Page last updated at 13:13 GMT, Thursday, 19 February 2009

Q&A: What lies behind UK rail fares?

Inspector checking tickets
It is not true that European rail travel is much better than in Britain

The cost of rail travel in the UK has come in for new criticism after a passenger watchdog report found fares were on average 50% higher in Britain than on the continent.

The Passenger Focus report showed some fares cost nearly 90% more than comparable journeys in the next most expensive European country.

BBC travel correspondent Tom Symonds explains why.


The main reason is that our railways are older and need more investment. Some of this has already been spent - the modernisation of the West Coast Main Line cost 9bn. The government has also announced it is buying 7.5bn worth of new inter-city trains, named the Super Express.

But the real difference is the split between taxpayers contributing to the cost and fare-payers. There is a policy of increasing the amount fare-payers pay, and as a result government-controlled prices go up by 1% above inflation every year.


This is largely a by-product of privatisation. The private rail companies are now able to market cheap deals to try to fill up their emptier trains. The reverse is also true. With record numbers using trains, higher prices are used to persuade people to travel when it is quieter.

The result is a complicated system of fares and restrictions on when tickets can be used. This means it can cost as little as 15 to get from London to Manchester, or as much as 193 for a single.


There is a perception that rail companies - and bosses - are making big profits while passengers pay more and more. Is that right?

It can be difficult to tell because most train operations are run by bigger groups which also run bus services here and abroad. But they do make sizeable profits, FirstGroup, one of the main transport companies, made 580m last year, National Express brought in 113m.

But the economic downturn will reduce those profits, and as rail franchises are renewed, the government is increasingly requiring extra money taken in fares is passed on in bigger payments for the right to run the franchises themselves - this may go into new train carriages for example.

Train companies also pay Network Rail for access to the tracks - cash which is spent on tracks and stations. Network Rail makes no profits. The funding of the railways is complicated, but it is fair to say that much of the cash taken in fares ends up being spent on improving the service.


The government says it cannot lower prices (by increasing subsidies) because it would mean diverting money away from vital investment. And it argues that we need to continue investing in railways, but that it should not just be down to the taxpayer to do this, the investment needs to come from fares.

Realistically, there are so many calls on the public purse at the moment, the funding mix is not going to change.

Passengers are, however, benefiting from improved services. Punctuality is now good on average at around 93% of trains running on time. And the big investment in the West Coast Main Line has resulted in faster and more frequent trains. The order for new intercity carriages will improve East Coast and Great Western services in future, though their tracks also need work.
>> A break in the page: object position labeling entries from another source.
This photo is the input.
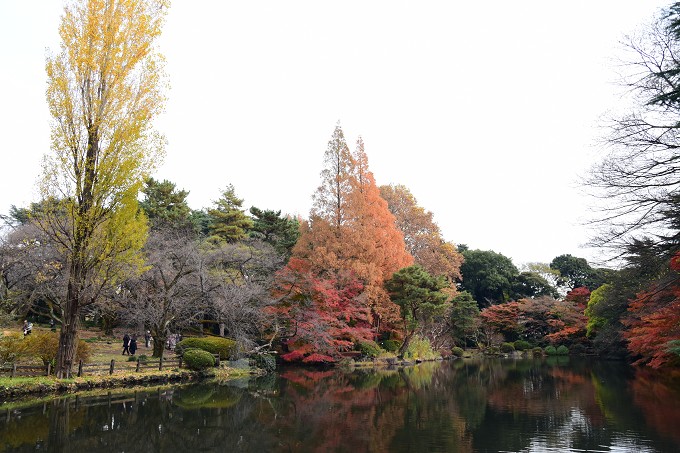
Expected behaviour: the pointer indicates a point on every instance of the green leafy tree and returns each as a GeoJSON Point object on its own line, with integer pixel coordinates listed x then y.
{"type": "Point", "coordinates": [532, 284]}
{"type": "Point", "coordinates": [596, 322]}
{"type": "Point", "coordinates": [464, 315]}
{"type": "Point", "coordinates": [281, 232]}
{"type": "Point", "coordinates": [104, 89]}
{"type": "Point", "coordinates": [488, 276]}
{"type": "Point", "coordinates": [164, 205]}
{"type": "Point", "coordinates": [419, 296]}
{"type": "Point", "coordinates": [228, 220]}
{"type": "Point", "coordinates": [575, 272]}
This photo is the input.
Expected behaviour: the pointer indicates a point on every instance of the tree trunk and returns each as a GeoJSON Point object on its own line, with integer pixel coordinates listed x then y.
{"type": "Point", "coordinates": [158, 344]}
{"type": "Point", "coordinates": [405, 344]}
{"type": "Point", "coordinates": [68, 337]}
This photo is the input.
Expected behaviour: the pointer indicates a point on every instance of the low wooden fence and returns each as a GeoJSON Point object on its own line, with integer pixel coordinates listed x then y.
{"type": "Point", "coordinates": [16, 370]}
{"type": "Point", "coordinates": [136, 366]}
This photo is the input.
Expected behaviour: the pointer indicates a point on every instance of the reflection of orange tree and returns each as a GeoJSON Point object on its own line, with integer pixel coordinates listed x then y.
{"type": "Point", "coordinates": [530, 394]}
{"type": "Point", "coordinates": [658, 402]}
{"type": "Point", "coordinates": [376, 414]}
{"type": "Point", "coordinates": [327, 416]}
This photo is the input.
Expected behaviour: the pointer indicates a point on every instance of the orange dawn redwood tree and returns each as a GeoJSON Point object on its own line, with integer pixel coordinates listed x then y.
{"type": "Point", "coordinates": [350, 228]}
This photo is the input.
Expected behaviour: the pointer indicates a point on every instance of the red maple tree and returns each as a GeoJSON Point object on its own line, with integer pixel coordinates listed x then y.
{"type": "Point", "coordinates": [323, 316]}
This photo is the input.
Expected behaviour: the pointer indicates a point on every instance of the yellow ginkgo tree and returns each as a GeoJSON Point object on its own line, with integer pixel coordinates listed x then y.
{"type": "Point", "coordinates": [105, 87]}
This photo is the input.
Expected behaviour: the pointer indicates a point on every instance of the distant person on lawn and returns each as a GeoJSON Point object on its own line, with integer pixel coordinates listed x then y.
{"type": "Point", "coordinates": [133, 345]}
{"type": "Point", "coordinates": [126, 344]}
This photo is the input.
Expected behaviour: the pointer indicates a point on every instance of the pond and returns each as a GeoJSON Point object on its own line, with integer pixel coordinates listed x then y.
{"type": "Point", "coordinates": [529, 405]}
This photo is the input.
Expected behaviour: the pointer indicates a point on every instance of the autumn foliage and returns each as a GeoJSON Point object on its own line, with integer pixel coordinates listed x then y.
{"type": "Point", "coordinates": [323, 316]}
{"type": "Point", "coordinates": [653, 322]}
{"type": "Point", "coordinates": [351, 229]}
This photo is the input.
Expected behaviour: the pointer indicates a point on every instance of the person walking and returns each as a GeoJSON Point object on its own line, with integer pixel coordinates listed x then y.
{"type": "Point", "coordinates": [126, 344]}
{"type": "Point", "coordinates": [133, 345]}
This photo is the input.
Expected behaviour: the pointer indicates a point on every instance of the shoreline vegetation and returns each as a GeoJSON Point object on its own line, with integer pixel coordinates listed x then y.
{"type": "Point", "coordinates": [103, 350]}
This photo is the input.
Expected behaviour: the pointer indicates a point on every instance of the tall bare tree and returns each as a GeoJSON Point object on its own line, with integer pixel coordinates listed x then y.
{"type": "Point", "coordinates": [639, 178]}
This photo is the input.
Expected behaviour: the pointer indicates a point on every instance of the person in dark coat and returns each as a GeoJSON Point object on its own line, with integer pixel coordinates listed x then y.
{"type": "Point", "coordinates": [126, 344]}
{"type": "Point", "coordinates": [133, 344]}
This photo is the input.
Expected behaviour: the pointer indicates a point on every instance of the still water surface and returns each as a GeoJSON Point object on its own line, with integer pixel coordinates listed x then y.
{"type": "Point", "coordinates": [541, 405]}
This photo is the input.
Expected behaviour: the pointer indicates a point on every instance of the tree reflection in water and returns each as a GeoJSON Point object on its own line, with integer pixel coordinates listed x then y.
{"type": "Point", "coordinates": [459, 406]}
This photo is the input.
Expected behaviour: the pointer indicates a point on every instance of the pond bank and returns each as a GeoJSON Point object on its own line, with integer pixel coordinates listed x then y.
{"type": "Point", "coordinates": [15, 388]}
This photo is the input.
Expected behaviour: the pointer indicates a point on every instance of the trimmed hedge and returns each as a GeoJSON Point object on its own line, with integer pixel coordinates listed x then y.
{"type": "Point", "coordinates": [507, 348]}
{"type": "Point", "coordinates": [224, 347]}
{"type": "Point", "coordinates": [368, 349]}
{"type": "Point", "coordinates": [198, 359]}
{"type": "Point", "coordinates": [266, 362]}
{"type": "Point", "coordinates": [390, 345]}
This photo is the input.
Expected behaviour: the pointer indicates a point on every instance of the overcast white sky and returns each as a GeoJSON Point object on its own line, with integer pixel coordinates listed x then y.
{"type": "Point", "coordinates": [486, 111]}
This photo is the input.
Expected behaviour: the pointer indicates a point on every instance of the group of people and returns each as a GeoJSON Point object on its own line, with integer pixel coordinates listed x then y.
{"type": "Point", "coordinates": [130, 342]}
{"type": "Point", "coordinates": [28, 327]}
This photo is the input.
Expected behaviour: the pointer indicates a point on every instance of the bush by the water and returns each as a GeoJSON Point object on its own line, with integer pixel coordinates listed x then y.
{"type": "Point", "coordinates": [522, 345]}
{"type": "Point", "coordinates": [390, 345]}
{"type": "Point", "coordinates": [198, 359]}
{"type": "Point", "coordinates": [224, 347]}
{"type": "Point", "coordinates": [368, 349]}
{"type": "Point", "coordinates": [507, 348]}
{"type": "Point", "coordinates": [562, 350]}
{"type": "Point", "coordinates": [420, 349]}
{"type": "Point", "coordinates": [266, 362]}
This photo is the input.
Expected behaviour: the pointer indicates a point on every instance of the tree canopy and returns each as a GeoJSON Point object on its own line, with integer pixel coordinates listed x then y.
{"type": "Point", "coordinates": [104, 89]}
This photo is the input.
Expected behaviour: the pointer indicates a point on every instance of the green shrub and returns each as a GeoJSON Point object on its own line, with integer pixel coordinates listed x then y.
{"type": "Point", "coordinates": [562, 350]}
{"type": "Point", "coordinates": [420, 349]}
{"type": "Point", "coordinates": [457, 351]}
{"type": "Point", "coordinates": [368, 348]}
{"type": "Point", "coordinates": [266, 362]}
{"type": "Point", "coordinates": [522, 345]}
{"type": "Point", "coordinates": [198, 359]}
{"type": "Point", "coordinates": [390, 345]}
{"type": "Point", "coordinates": [507, 348]}
{"type": "Point", "coordinates": [224, 347]}
{"type": "Point", "coordinates": [12, 346]}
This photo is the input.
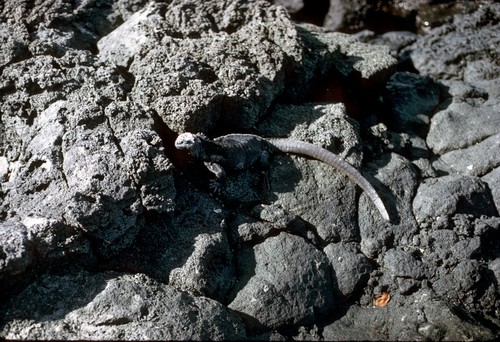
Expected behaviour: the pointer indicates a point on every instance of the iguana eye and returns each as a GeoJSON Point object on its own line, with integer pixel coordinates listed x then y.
{"type": "Point", "coordinates": [185, 140]}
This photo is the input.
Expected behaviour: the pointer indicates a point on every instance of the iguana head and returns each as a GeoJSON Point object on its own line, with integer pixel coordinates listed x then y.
{"type": "Point", "coordinates": [194, 143]}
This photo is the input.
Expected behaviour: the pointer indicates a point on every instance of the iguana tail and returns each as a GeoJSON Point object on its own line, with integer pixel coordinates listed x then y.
{"type": "Point", "coordinates": [327, 157]}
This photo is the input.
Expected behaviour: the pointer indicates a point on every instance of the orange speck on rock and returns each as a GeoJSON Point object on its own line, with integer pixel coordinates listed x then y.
{"type": "Point", "coordinates": [382, 300]}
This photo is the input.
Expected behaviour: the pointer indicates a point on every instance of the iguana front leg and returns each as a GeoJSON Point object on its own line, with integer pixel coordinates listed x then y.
{"type": "Point", "coordinates": [215, 185]}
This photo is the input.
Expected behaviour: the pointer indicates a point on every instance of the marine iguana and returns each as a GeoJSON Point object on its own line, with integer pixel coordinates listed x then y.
{"type": "Point", "coordinates": [242, 151]}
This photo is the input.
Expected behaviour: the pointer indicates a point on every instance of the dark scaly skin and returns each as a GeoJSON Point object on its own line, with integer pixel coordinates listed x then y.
{"type": "Point", "coordinates": [242, 151]}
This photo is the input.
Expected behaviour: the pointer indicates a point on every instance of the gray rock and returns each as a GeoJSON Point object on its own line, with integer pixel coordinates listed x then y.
{"type": "Point", "coordinates": [346, 15]}
{"type": "Point", "coordinates": [351, 269]}
{"type": "Point", "coordinates": [452, 194]}
{"type": "Point", "coordinates": [462, 125]}
{"type": "Point", "coordinates": [469, 38]}
{"type": "Point", "coordinates": [400, 263]}
{"type": "Point", "coordinates": [13, 42]}
{"type": "Point", "coordinates": [285, 281]}
{"type": "Point", "coordinates": [220, 59]}
{"type": "Point", "coordinates": [16, 251]}
{"type": "Point", "coordinates": [493, 181]}
{"type": "Point", "coordinates": [188, 249]}
{"type": "Point", "coordinates": [476, 160]}
{"type": "Point", "coordinates": [110, 306]}
{"type": "Point", "coordinates": [419, 317]}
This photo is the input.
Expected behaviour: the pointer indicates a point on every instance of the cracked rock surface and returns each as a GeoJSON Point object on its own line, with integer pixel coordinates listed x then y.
{"type": "Point", "coordinates": [108, 232]}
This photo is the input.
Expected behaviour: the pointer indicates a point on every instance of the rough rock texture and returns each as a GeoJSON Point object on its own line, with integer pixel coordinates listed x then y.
{"type": "Point", "coordinates": [108, 232]}
{"type": "Point", "coordinates": [109, 306]}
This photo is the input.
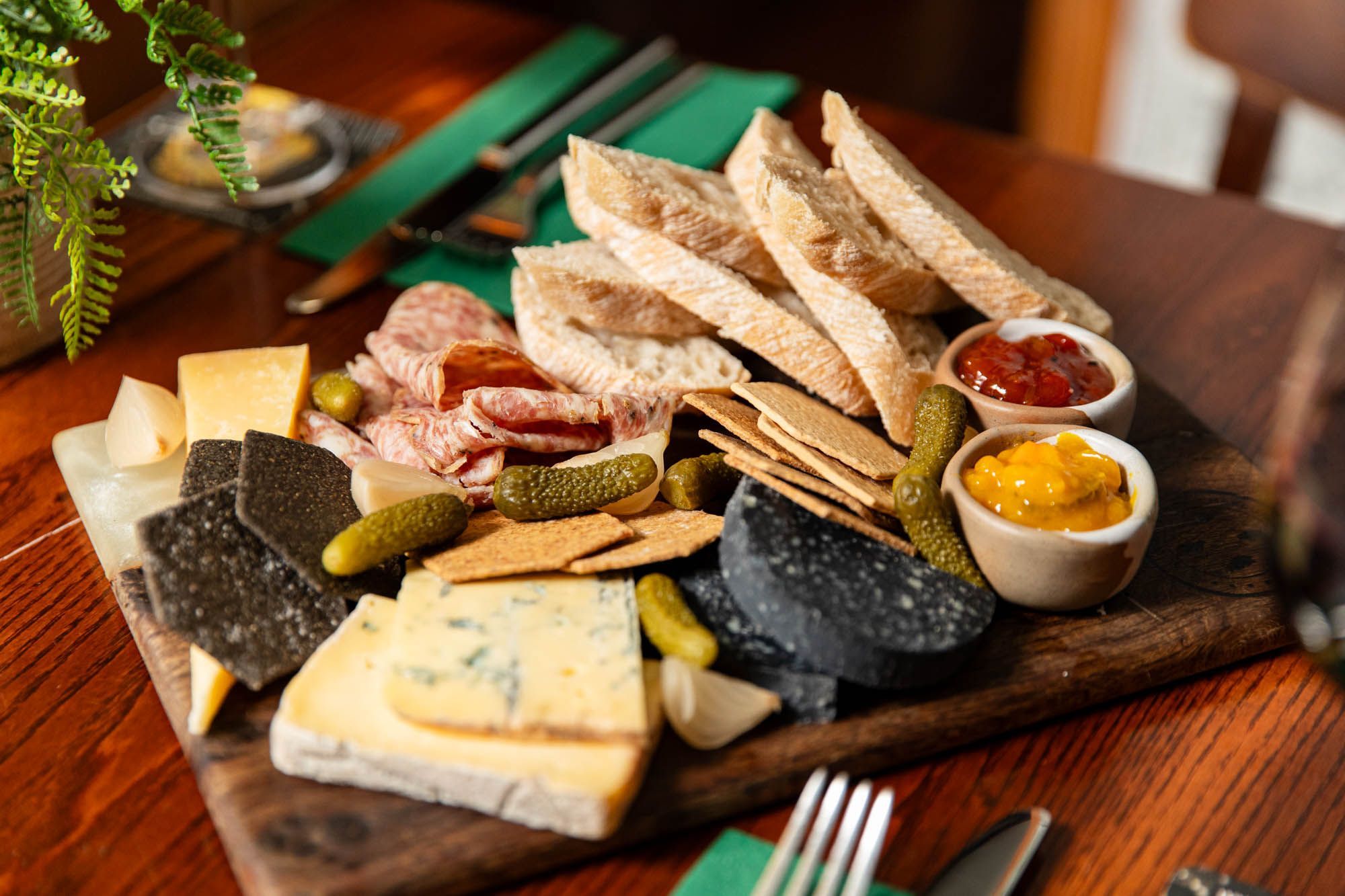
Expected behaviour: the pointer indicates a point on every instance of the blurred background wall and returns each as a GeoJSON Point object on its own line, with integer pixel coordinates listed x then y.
{"type": "Point", "coordinates": [1117, 81]}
But there is still a problem with overcrowding and many passengers on busy commuter lines cannot expect much relief from that any time soon.


The emphasis at the moment is on making better use of what we have got - removing bottlenecks in the track network to allow more services to run. After all, most tracks are at full capacity - their signalling systems cannot take any more trains.

There is an order for 1,400 new commuter train carriages but they will not arrive until 2014. The government has just announced it wants to build a new high-speed rail line from London to Scotland, but that is probably a decade away.

Overcrowding remains the biggest problem facing the railways, though in the short term, the recession will relieve the problem as passenger numbers ease off.


No. It is true that there are some fantastic high-speed rail systems on the Continent. France, Germany and Spain have invested more in these than Britain has. We currently boast just one high-speed line, and for the moment it only takes Eurostar trains (the high speed domestic service to St Pancras starts in December).

But commuter trains abroad are often far older than ours. And we have the most frequent train services in Europe. This is important for a geographically small and crowded country, and given that our cities are closer together than those in France, for example, frequency rather than speed may be the most important goal.